2014/1
No.123
1. 巻頭言 2. inter-noise 2013 3. 17th workshop of the Aeroacoustics Specialists’ Committee of CEAS 4. はかり・天秤(重さを計る)
  5. 誘発反応検査装置 Integrity V500 ER-H1

      <会議報告>
 17th workshop of the Aeroacoustics Specialists’Committee of CEAS


騒音振動研究室  横 田 考 俊

  9 月24〜25日の2日間で「Atmospheric and Ground Effects on Aircraft Noise(航空機騒音に及ぼす気象と地 表面の影響)」と題する第17 回のCEAS-ASC (Council of European Aerospace Societies - Aeroacoustics Specialists’ Committee) workshop がスペインのセビリアで開催された。会場は、町の中心部から3 km 程離れたセビリア大学工学系研究科のキャンパスであった。このワークショップは今年で17回目の開催となるが、例年は航空機の機体やエンジンなど発生源に関してテーマが設定されており、航空機騒音の伝搬過程がテーマとされたのは今回が初めてである。日本からはJAXAの石井氏と私の2人が参加した。
 プログラムは、3件のKeynote Lecture(45分)と一般講演(30分)17件で構成され、“Meteorological effects” “Effects of Turbulence”“Modeling of atmospheric and ground effects on aircraft noise”“Long range sound propagation studies”“Assessment of atmospheric and ground effects in methodologies related to airport noise”の5つのセッション全ての発表が1つの会場で行われた。 また、1日目の夕方に航空機メーカーAirbus社の工場見学、夜にはバンケットが開催された。
 3件のKeynote Lecture はいずれも興味深いもので あった。1件目はturbulence の影響に関する講演で、その中で紹介された風および温度勾配の影響について検討可能な模型実験設備は非常に興味深かった。2件目では、FDTD法による屋外音響伝搬解析についてレビューがなされた。

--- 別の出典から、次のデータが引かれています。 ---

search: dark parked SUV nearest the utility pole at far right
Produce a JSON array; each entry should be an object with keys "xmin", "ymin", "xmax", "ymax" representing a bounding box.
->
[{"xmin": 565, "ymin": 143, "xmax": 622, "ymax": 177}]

FDTD 法の基礎から、気象影響や地表面吸音の影響に関するモデル化、CFD解析結果との連携等、簡潔に整理されており大変勉強になった。3件目はアメリカの3つの機関(FAA, Volpe,Pennsylvania State University)が共同で開発した航空機騒音の予測モデル“HPM”の概要および検討結果が紹介された。このモデルは、PE法、FFP法、音線法の3種類の計算方法を組み合わせた航空機騒音の伝搬予測モデルで、以前より興味を持っており、インターネット上にuploadされていた報告書等を読んでいた。疑問に思っていた点をモデル開発者に直接聞くことができ、非常に良い機会となった。

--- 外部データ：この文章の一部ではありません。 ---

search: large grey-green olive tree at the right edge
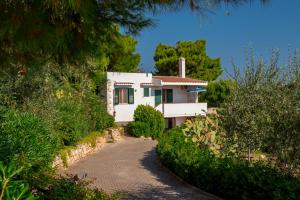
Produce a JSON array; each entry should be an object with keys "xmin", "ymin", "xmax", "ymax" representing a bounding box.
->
[{"xmin": 220, "ymin": 52, "xmax": 300, "ymax": 168}]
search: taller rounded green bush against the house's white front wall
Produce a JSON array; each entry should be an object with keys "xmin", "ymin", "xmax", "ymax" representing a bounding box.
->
[{"xmin": 134, "ymin": 105, "xmax": 165, "ymax": 138}]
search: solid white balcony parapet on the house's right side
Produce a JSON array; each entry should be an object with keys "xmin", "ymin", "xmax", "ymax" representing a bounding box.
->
[{"xmin": 156, "ymin": 103, "xmax": 207, "ymax": 117}]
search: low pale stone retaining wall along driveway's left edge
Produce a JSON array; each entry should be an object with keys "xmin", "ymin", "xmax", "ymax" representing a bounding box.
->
[{"xmin": 52, "ymin": 127, "xmax": 124, "ymax": 169}]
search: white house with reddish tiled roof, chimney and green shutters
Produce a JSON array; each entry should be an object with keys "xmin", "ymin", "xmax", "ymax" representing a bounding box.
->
[{"xmin": 107, "ymin": 58, "xmax": 207, "ymax": 128}]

 一般講演も興味深い発表が多く、音線法を適用した検討やturbulenceの影響に関する検討が比較的多かった。 また、予測結果を可聴化する検討事例も見られた。航空機騒音の予測結果を可聴化する検討については、internoise2013 でも事例が見られ、1つの研究の流れになっていることを感じた。

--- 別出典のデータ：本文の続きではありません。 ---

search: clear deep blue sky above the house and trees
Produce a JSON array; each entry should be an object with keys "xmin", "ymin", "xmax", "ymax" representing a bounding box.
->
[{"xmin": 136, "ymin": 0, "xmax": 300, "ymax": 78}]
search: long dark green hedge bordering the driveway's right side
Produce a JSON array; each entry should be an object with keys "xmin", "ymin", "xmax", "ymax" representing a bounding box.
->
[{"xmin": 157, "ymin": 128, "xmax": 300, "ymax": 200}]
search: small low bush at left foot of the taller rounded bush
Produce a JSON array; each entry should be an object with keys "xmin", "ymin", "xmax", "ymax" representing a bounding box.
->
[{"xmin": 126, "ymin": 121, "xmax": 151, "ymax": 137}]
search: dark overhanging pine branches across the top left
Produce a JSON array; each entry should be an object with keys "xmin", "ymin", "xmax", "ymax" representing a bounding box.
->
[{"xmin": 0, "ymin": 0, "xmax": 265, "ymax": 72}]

 私の発表は初日午前のkeynote Lecture直後、一般講演の1件目であった。JAXAで進められている航空機の次世代運航システム「DREAMS」の研究開発の一環と して進めている、気象影響を考慮した航空機騒音の伝搬予測モデル構築のために実施したフィールド実験について紹介し、モデル内で使用する気象パラメータの設定方法について説明した。発表後や休憩時だけでなく、メールでも質問を受け、概ね好評だったと感じている。
 今回、比較的少人数のワークショップというものに初めて参加した。30分の持ち時間に内容を詰め込めるだけ詰め込み、原稿を一気に読み上げた。読み終わった時には会場内には「よく読みきった」という感じの(暖かな?)ほほえみが起こっていた。その後、発表を聞く立場になったが、他の発表は内容をじっくりと説明するものが多く、ワークショップでの発表とはこのようなものかと非常に勉強になった。また、今回はcoffeebreak も lunch も全参加者が一緒にとるように設定されており、 朝会場に入ると全く逃げ場のない状態で1日を過ごした。常に英語での会話の中、いつ自分の研究について聞かれるかドキドキしながら過ごす緊張した2日間であったが、それぞれの参加者の顔が覚えられるまでゆっくりAirbus社の工場にて話ができたのは非常に貴重な体験であった。